Pitigliano is one of the most fascinating historic villages in Italy, in the heart of the Tuscan Maremma.
Perched on the ridge of a tuff promontory of evocative and wild beauty, the village overlooks the valleys of the Lente, Meleta and Prochio riverlets.
Nicknamed "Little Jerusalem", because since the 16th century it has hosted a large Jewish community within its walls, the town is one of the most important centres of the ‘Tuff Cities’.
According to an ancient legend, the origin of its name comes from two young Romans, Petilio and Celiano, who fled Rome after the theft of Jupiter's golden crown.
They took refuge in the countryside and founded a first community that took its name from the merging of their names, Petiliano, which later became Pitigliano.
Besides the legend, the Pitigliano cliff has an even older history: in fact, the territory, like the whole valley of the Fiora river, was already frequented since the Neolithic time and then in the Copper Age.
But it is with the arrival of the Etruscans that the real history of the town begins. The Etruscans built the famous Vie Cave, ancient communication routes dug by hand in the tuff rock that were used as a communication and defence route for the first villages. There are the necropolises, called the Cities of the Dead, right in Via Cave.
In the thrid century BC, the Etruscans were defeated by the Romans and in Pitigliano there are testimonies of the Roman presence, with farms and villages located on the main roads, especially in the plain in front of the cliff.
After the fall of the Roman Empire, the whole territory underwent Ostrogoth and Byzantine dominations, and then was conquered by the Lombards, in 569. The population sought refuge on the fortified hills leaving the downstream Roman settlements.
The Lombards divided the territory into Lordships and Pitigliano entered the County of Sovana, which was entrusted to their faithful allies, the Aldobrandeschi counts, a noble family of Lombard origin. The Aldobrandeschi were uncontested lords of the Maremma and of Monte Amiata for about half a millennium.
Also in this period, the first monastic foundations arose which resumed trade, creating the basis for the development of agriculture, with the spread of vineyards, chestnut groves, olive groves, water mills and oil mills.
In 1061 Pitigliano was named for the first time in a bull by Pope Nicholas II to the canons of the Sovana Cathedral. In another document of 1188, Pitigliano appears as ‘castro’, that is, a fortified village. Still in 1274, Pitigliano was always one of the major fortresses in the Aldobrandeschi county, in the wars against the Municipality of Orvieto.
In 1293 Anastasia, daughter of Countess Margherita Aldobrandeschi, married Romano Orsini bringing the county of Sovana as a dowry and the county seat was transferred to Pitigliano. The Orsini ruled the County of Pitigliano for centuries, defending it from the continuous attempts at submission by Siena and Orvieto first, and then by Medici Florence.

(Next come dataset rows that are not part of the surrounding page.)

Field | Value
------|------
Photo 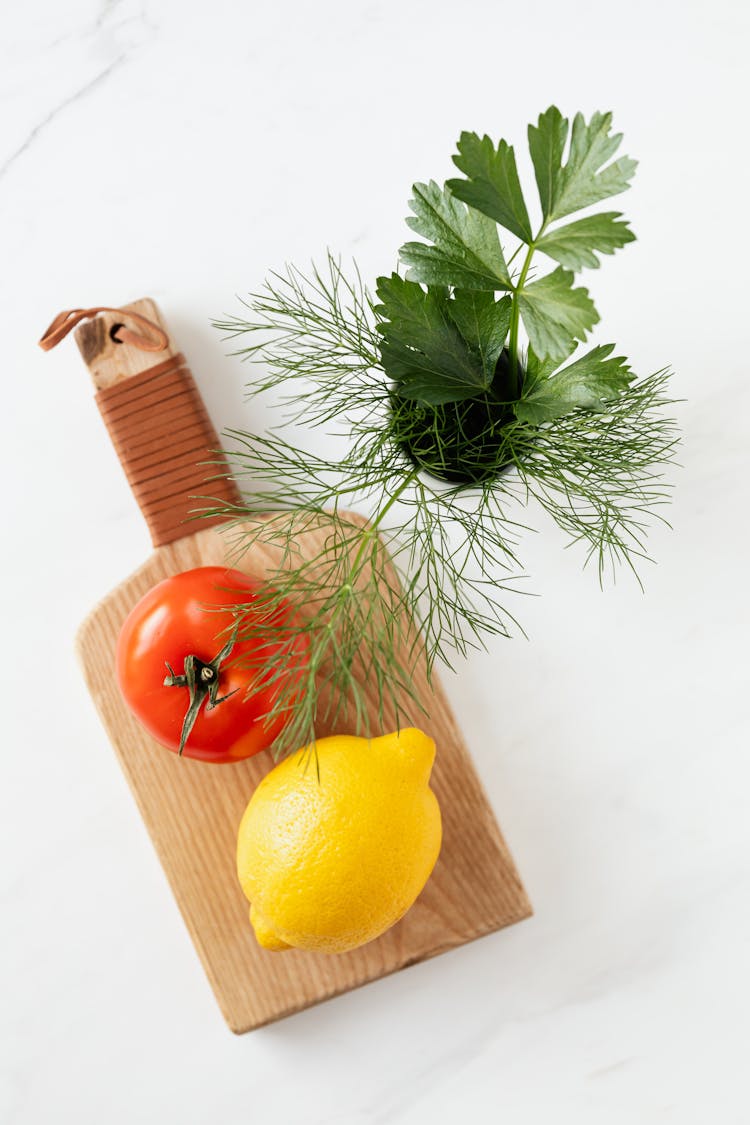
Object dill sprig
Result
[208,107,678,754]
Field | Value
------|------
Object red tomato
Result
[117,566,309,762]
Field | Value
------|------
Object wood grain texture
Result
[78,529,531,1032]
[70,299,531,1032]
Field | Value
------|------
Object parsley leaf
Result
[448,289,513,388]
[528,106,568,219]
[536,212,635,270]
[517,267,599,360]
[513,344,633,425]
[528,106,638,223]
[446,133,533,243]
[400,180,510,291]
[374,273,509,405]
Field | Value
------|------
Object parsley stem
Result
[508,222,546,397]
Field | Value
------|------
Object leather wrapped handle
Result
[63,298,242,547]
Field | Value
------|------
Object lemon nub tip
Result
[250,906,290,953]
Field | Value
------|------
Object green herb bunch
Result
[211,106,677,753]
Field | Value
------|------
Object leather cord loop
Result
[39,305,169,352]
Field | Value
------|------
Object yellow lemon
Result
[237,728,442,953]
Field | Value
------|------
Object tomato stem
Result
[164,622,240,757]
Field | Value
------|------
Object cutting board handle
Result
[68,297,242,547]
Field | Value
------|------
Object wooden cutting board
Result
[68,300,531,1033]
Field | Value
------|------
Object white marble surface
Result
[0,0,750,1125]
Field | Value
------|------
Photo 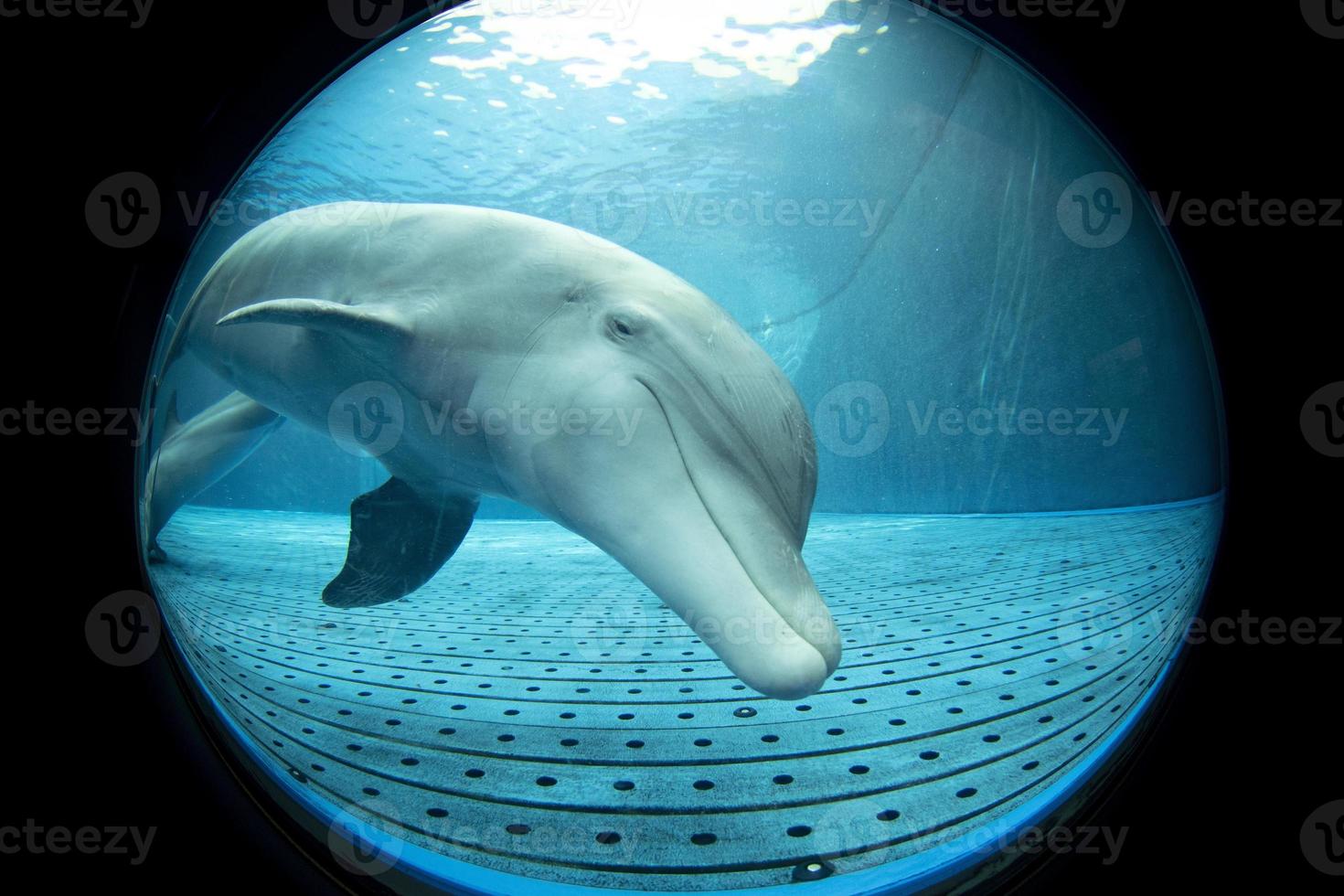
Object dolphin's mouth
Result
[635,376,840,698]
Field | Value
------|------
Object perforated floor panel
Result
[151,503,1221,891]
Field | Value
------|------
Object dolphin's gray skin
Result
[146,203,840,699]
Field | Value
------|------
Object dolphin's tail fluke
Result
[143,392,285,561]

In 1466, Pitigliano gained strength with the coming to power of Niccolò III Orsini, mercenary captain in the service of the major Italian states. With him the town was enriched with Renaissance monuments on which artists like Antonio da Sangallo, Baldassare Peruzzi and Anton Maria Lari worked.
It was only in 1574 that Niccolò IV Orsini ceded the fortress to the Medici and in 1604 Pitigliano was annexed to the Grand Duchy of Tuscany, ceded by Count Gian Antonio Orsini to pay off his debts. However, the Medici were not interested in the
fate of the city, which soon fell into decline.
In this period, however, Pitigliano began to welcome a large number of Jews, who felt safe in the village and in 1643 the Medici foiled an attempted occupation by the papal troops.
Then, in 1737, the year in which the Grand Duchy of Tuscany passed to the Lorena family, a noble family of French origins, Pitigliano experienced a slow economic and cultural recovery.
The period of the Lorraine dominion was for all of Tuscany, including Pitigliano, an enlightened period, starting from the government of Pietro Leopoldo, who reformed the judicial system by abolishing the death penalty, an innovation of no small importance for the period.
This period lasted until the last Grand Duke Leopold II, who built one of the first railways, organized the cadastre and reclaimed the Maremma.
Apart from an interruption of the Lorraine sovereignty during the Napoleonic period, which lasted until 1814, Leopold II reigned until the entry of the Tuscan territory into the nascent Italian Unitary State.
It is important to remember also that thanks to its importance, the Grand Duchy of Tuscany hosted the capital of the Kingdom in Florence for five years, pending the transfer to Rome which took place in 1870.
Pitigliano is also famous for its wine production. The vineyards of this area, fertilized by volcanic tuff and a millennia-old humus, produce one of the finest Italian white wines: Bianco di Pitigliano, among the first to boast the DOC denomination.